Its hard to believe that they 'forgot' to turn on optimizations or optimize
critical code paths, they simply didn't because they are probably fixing show-
stopper bugs which is much more important (I'm saying this as a game
developer.)

Part of it I believe is that we are spoiled by title updates, they allow
developers to ship games earlier (before extensive QA testing or bug fixes)
but at the same time is what the fans want and makes sense financially for
their company.

So I doubt these modders can do a better job than the professionals at
Bethesda, if anything they can do the trivial things that would take any
novice programmer a day with a profiler.

------
maximilianburke
I doubt code optimizations were off, it's more likely that the offending
functions were not declared inline and not visible across translation units.

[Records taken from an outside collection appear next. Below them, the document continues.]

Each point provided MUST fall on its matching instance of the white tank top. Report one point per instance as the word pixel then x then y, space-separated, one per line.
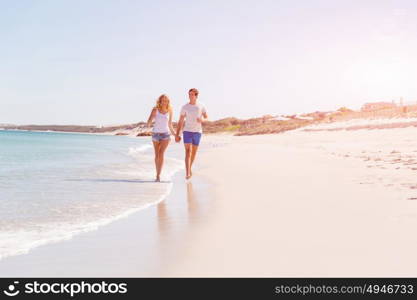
pixel 161 122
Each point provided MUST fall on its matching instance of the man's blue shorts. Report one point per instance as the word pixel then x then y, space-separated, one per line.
pixel 191 137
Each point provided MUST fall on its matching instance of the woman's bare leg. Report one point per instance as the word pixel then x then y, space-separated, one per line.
pixel 187 160
pixel 156 146
pixel 194 149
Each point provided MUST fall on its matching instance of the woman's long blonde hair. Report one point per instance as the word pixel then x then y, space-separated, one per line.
pixel 159 103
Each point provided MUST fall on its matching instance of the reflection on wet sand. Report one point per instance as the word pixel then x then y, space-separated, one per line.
pixel 171 215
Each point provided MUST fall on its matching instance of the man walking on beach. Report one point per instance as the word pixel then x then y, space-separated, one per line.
pixel 193 114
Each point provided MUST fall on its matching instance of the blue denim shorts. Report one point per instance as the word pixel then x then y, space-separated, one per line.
pixel 160 136
pixel 191 137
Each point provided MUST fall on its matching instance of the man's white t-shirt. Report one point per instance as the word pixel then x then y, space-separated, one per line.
pixel 191 113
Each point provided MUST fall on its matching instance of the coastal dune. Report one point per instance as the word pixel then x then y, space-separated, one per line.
pixel 301 203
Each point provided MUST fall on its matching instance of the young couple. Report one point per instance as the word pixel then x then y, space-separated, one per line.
pixel 191 117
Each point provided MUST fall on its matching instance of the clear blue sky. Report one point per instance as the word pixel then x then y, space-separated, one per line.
pixel 106 61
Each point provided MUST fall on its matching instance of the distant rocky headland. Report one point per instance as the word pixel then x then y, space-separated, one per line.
pixel 261 125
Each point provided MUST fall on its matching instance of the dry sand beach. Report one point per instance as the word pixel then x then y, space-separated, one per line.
pixel 300 203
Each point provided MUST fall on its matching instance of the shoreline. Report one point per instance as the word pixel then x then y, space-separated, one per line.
pixel 123 248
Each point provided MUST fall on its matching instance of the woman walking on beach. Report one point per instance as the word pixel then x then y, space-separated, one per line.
pixel 162 114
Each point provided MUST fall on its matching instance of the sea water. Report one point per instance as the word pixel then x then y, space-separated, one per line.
pixel 55 185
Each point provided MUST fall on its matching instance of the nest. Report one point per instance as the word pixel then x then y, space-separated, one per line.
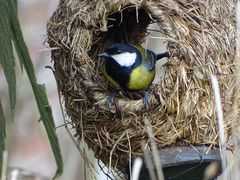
pixel 182 108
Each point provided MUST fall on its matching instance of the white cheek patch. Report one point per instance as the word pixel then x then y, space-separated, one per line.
pixel 125 59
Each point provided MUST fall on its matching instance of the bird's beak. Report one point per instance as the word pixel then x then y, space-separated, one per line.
pixel 103 55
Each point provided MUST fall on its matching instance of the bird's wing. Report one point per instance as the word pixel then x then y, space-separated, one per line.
pixel 148 58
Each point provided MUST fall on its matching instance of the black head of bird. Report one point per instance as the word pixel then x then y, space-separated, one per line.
pixel 130 68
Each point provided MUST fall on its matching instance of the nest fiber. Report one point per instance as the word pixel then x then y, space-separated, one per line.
pixel 182 108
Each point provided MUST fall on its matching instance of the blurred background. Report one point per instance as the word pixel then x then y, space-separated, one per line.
pixel 27 143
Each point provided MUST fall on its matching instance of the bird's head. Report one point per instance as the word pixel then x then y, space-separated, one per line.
pixel 124 54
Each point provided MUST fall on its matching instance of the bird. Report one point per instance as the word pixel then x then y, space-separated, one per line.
pixel 131 68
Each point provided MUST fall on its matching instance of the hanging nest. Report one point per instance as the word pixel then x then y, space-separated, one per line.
pixel 182 108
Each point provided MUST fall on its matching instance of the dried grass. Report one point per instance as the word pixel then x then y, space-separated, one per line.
pixel 182 109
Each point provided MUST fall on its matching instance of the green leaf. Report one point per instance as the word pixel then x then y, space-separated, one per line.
pixel 10 31
pixel 2 132
pixel 48 122
pixel 7 60
pixel 39 90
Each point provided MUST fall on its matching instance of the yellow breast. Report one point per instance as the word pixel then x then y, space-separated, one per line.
pixel 141 78
pixel 114 83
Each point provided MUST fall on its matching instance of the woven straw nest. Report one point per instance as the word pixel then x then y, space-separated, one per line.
pixel 182 108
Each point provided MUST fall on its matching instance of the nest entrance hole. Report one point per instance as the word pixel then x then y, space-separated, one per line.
pixel 129 25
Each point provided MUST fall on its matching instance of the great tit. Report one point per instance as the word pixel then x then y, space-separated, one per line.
pixel 130 68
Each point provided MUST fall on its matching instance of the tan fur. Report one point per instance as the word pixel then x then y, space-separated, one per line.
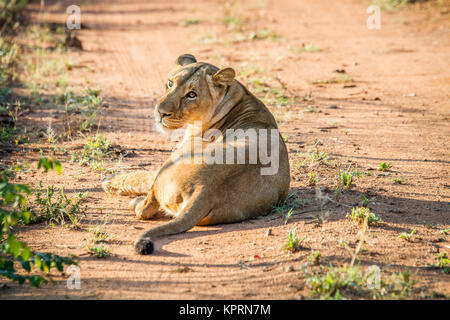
pixel 204 194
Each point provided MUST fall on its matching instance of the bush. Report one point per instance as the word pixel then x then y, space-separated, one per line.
pixel 14 252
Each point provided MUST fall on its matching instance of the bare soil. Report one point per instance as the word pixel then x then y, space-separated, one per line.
pixel 396 109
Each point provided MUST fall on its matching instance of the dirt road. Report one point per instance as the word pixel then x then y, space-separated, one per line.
pixel 365 96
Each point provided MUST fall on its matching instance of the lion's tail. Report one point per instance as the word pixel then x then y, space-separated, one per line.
pixel 133 183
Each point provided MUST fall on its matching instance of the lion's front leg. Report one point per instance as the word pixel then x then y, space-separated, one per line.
pixel 144 207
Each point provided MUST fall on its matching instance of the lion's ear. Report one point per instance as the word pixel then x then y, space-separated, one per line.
pixel 186 59
pixel 224 76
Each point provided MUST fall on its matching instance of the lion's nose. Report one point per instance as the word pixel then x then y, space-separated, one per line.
pixel 164 114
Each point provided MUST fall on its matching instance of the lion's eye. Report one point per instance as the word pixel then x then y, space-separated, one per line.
pixel 191 95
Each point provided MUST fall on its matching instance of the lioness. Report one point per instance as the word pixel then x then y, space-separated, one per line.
pixel 205 192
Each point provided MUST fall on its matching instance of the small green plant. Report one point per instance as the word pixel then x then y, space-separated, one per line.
pixel 345 179
pixel 442 262
pixel 312 178
pixel 398 181
pixel 314 258
pixel 407 236
pixel 99 251
pixel 309 47
pixel 294 243
pixel 361 213
pixel 13 199
pixel 343 78
pixel 286 215
pixel 97 235
pixel 189 22
pixel 56 207
pixel 365 201
pixel 384 166
pixel 95 151
pixel 342 282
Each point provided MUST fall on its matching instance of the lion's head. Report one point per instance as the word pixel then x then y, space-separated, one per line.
pixel 193 92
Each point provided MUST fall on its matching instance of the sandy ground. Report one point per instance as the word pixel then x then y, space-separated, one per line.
pixel 396 109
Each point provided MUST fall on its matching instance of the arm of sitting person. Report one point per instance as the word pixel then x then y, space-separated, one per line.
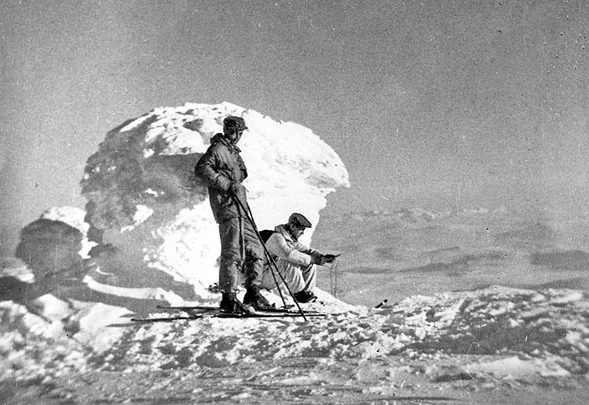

I've seen this many times in games that definitely were optimized -- some
trivial constructor exists out of line because it was forgotten about but then
was called thousands of times per frame. Sometimes they just don't show up on
the profiler.

------
acgourley
Another huge oversight which they only fixed 2 days ago was only enabled 2GB
of virtual memory on 64bit OSes. This made most 64bit OS people I've spoken to
crash every few minutes. How did _that_ get past QA?

Of course, it could be fixed with a patch on the EXE someone released. Until
they encryped the EXE (to prevent piracy) and broken the only fix people had
for a month.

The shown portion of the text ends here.